According to Reuters, SOC Investment Group Executive Director Dieter Waizenegger said he was disappointed in the lack of substance in the California-based company’s recent response to earlier concerns the fund manager raised.
“They sent us a lot of words, but it’s really raising a lot of questions and we expect more substance than aspirations,” Waizenegger said in an interview. “It’s particularly lacking on firm commitments to address critical environmental and human rights risks.”
As issues surrounding ESG take on growing importance with investors and fund selectors, automakers have come under pressure to prove that minerals such as lithium and cobalt for their EV batteries are sourced without human rights abuses.
On Friday Rivian, backed by Amazon.com and Ford Motor Co raised the offer price for the shares in its IPO, aiming for a valuation of as much as $65 billion. It now expects to raise nearly $10 billion today (Oct 9).
In an Oct. 29 response to SOC, board member Rose Marcario said Rivian was committed to ethical and sustainable growth in the EV space.
“We have already taken extensive measures to protect the environment and human welfare in the course of our business operations; we have always understood that we must grow our policies as we grow our company; and we are intent on setting new industry standards for human rights and environmental diligence,” Marcario said.
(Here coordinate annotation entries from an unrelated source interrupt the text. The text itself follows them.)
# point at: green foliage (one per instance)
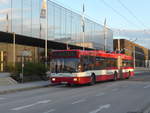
(31, 72)
(34, 69)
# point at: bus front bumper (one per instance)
(70, 80)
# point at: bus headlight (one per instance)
(75, 79)
(53, 79)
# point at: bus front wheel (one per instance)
(93, 79)
(115, 76)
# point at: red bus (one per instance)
(83, 67)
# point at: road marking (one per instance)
(147, 86)
(2, 98)
(100, 94)
(100, 108)
(49, 111)
(115, 89)
(78, 101)
(30, 105)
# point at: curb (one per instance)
(22, 89)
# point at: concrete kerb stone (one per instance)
(22, 89)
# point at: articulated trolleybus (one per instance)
(88, 67)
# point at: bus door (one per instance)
(120, 73)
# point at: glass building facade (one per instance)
(64, 25)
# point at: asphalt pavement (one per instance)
(123, 96)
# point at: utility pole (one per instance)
(44, 15)
(118, 45)
(134, 56)
(11, 14)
Reuters go on to state that “Marcario cited Rivian’s plan to put 1% of equity in an environmental program aimed at helping address climate change and preserving wildlands and waterways, its intent to be climate neutral by 2032 for all emissions, a promise to release a full impact report in early 2023, a commitment by its battery supplier Samsung SDI not to use deep seabed mining, Rivian’s supplier code of conduct, and more.”
In a letter to Reuters, Waizenegger said Rivian’s supplier code of conduct was not publicly available, its position on deep seabed mining needed to be clarified, the start-up needed to commit to disclosures around its efforts, and the fund manager was concerned Rivian’s board might not be able to effectively oversee efforts in these issues.